Нет, аборт бы она не сделала, но я уж точно не жил бы настолько хорошо.
— Я была соплюшкой, но ты ведь взрослый. Ты понимать должен примитивные вещи, сын
Моя мать — пример гордости и силы духа. Она не сломалась, когда жизнь подкинула сложностей, пусть даже что рядом было сильное плечо, но она и сама была достаточно сильна. Ни разу не позволила себе умолять, просить или давить на жалость. Нет.
Никакого декрета по факту, со мной на работу, со мной с работы, уборка по дома тоже со мной на руках. По факту я выброс где-то под ее рабочим столом.
Дядька как женился, тоже быстро обзавелся ребенком, но при этом перманентно тянул еще и нас. Порой его жена бросала на нас косые взгляды, но никто из нас всех не нуждался. Тут скорее бабская ревность взыграла.
Вот почему мы с ней не особо контачим, а с сестрой — Настюхой, да.
С тем, кто меня зачал, мы не общались ни разу в жизни. Она не говорит ни кто он, ни где он. Но когда мне было пять, я пообещал себе отомстить. Как ребенок, я многое не понимал, конечно, но точно знал, что по вечерам мама плакала не из-за меня. Не потому что я содрал коленки, не потому что я порвал рубашку, не потому что дядька отругал.
Она плакала потому, что очень много не могла мне дать сама.
Плакала, потому что ей было больно.
Плакала, потому что это все было для нее слишком, но она очень старалась.
Сейчас, будучи уже взрослым и состоявшимся мужиком, я могу любого переломать за считанные секунды так, что он умрет, даже не осознав этого. Сейчас я мог бы отомстить за то, что мама пережила, за то, как он ее сломал. За то, что он ублюдок, и хорош лишь только в том, что исчез из нашей жизни и больше никогда не появлялся.
Иначе я бы удушил его голыми руками.
Но ты ведь сравниваешь теплое с мягким, мам. Это другое, совершенно другое. Заставляю себя дышать ровно, но все равно срывается оно к ебеням.
— Ты не знаешь ее, мам, — отворачиваюсь от нее, пытаясь наладить дыхание. Я слишком злюсь, чтобы сейчас адекватно воспроизводить хоть что-то в окружающее пространство.
Вибрирую весь от напряжения. Это же Яночка, Кудряшка моя, она же добрая и такая…как кукла фарфоровая, будто бы вообще ненастоящая.
— Даже если допустить, что она такая, как ты говоришь, остается еще ее отец. Ты думаешь, он примет простого вояку в семью? Туда, где все трапезничают из золотых посудин? Сын, очнись, он мэр.
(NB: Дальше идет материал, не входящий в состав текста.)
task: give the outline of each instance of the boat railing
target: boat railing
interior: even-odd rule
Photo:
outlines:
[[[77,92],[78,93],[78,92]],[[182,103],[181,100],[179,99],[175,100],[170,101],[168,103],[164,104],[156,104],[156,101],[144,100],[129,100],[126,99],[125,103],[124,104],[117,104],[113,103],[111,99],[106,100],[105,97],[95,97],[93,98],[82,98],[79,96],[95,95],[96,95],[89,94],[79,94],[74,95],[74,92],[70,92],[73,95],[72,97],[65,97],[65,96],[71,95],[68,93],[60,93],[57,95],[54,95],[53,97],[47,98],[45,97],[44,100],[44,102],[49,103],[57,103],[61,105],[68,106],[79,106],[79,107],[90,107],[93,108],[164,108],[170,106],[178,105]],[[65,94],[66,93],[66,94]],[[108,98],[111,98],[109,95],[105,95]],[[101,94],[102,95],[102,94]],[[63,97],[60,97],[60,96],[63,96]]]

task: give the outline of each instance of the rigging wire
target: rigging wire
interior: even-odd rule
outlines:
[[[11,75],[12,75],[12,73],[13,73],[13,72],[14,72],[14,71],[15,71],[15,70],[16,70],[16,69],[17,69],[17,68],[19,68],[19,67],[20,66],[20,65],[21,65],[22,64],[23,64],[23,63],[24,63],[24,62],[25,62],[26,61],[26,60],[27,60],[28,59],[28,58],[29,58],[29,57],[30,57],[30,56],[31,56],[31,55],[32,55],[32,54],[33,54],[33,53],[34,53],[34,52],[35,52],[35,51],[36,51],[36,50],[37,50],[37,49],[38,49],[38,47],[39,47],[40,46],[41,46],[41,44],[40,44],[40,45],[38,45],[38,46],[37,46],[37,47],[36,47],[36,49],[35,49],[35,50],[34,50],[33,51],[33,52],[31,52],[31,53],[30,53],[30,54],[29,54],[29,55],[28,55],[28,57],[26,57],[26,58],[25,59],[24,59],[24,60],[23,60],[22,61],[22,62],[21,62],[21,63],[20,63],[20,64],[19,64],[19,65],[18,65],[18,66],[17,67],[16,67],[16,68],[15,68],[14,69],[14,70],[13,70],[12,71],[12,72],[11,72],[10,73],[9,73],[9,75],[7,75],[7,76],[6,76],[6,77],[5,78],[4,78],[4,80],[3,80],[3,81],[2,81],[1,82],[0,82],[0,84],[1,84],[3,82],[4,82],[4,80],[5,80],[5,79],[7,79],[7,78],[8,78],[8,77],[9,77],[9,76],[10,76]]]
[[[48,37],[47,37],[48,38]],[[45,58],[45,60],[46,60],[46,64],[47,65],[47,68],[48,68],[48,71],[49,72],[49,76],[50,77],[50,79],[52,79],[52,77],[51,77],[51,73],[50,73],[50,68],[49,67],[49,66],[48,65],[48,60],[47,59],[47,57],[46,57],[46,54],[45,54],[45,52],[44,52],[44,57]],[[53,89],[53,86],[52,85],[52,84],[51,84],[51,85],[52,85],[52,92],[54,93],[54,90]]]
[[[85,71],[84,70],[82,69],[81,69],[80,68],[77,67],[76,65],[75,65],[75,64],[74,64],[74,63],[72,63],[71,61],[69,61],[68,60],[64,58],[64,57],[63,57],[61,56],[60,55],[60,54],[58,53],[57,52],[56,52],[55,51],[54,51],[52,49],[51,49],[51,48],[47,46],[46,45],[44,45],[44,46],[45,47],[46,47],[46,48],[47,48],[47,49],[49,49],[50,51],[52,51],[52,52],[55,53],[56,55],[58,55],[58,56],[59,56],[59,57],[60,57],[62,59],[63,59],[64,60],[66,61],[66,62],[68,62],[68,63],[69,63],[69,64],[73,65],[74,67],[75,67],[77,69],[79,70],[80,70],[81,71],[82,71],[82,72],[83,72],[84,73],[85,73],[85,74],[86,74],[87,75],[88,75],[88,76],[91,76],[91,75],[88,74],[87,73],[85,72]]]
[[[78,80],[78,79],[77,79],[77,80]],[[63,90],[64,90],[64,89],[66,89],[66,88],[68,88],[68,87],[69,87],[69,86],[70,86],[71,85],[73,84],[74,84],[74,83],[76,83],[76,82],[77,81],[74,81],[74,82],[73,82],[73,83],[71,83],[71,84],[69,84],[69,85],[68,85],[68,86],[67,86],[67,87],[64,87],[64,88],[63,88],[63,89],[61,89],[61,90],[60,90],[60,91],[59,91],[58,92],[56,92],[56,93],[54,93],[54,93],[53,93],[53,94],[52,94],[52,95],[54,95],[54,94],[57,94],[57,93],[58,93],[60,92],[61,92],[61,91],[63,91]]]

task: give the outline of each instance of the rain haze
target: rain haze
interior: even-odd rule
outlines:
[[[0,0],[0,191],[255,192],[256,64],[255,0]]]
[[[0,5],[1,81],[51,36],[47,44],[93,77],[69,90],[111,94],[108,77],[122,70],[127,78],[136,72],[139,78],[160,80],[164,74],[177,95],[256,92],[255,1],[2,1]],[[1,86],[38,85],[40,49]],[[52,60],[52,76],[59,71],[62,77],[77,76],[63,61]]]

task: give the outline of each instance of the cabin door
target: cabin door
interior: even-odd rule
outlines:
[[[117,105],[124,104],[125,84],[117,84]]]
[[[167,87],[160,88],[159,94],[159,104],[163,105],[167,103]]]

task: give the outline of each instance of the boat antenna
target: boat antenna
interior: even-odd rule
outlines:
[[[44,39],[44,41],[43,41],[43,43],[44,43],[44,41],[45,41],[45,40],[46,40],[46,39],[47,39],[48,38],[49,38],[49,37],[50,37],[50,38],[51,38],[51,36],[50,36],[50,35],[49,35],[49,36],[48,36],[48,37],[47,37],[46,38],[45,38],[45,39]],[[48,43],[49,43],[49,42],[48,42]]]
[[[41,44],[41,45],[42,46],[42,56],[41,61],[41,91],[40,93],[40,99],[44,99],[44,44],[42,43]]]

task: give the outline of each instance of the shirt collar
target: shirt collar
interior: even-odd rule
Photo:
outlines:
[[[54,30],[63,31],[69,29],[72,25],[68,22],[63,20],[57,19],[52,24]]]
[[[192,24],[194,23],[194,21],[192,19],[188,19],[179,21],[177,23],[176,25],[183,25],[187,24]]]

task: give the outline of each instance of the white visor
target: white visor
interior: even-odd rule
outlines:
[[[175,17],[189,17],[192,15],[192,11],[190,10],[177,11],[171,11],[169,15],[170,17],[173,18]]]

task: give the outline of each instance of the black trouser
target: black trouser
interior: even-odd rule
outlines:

Он наверняка распланировал жизнь своей дочери иначе с каким-нибудь медиа-магнатом лет на десять или двадцать старше, — распаляется мать, сильнее и сильнее накручивая что себя, что меня.
И я не хочу признаваться даже самому себе, что в ее словах есть зерно истины. Мне на это зерно насрать с высокой колокольни. С высокой, мать его, колокольни. Потому что это я и Облачко, и потому что нам по факту суждено быть вместе вне зависимости от мнения пап, мам и прочих родственников.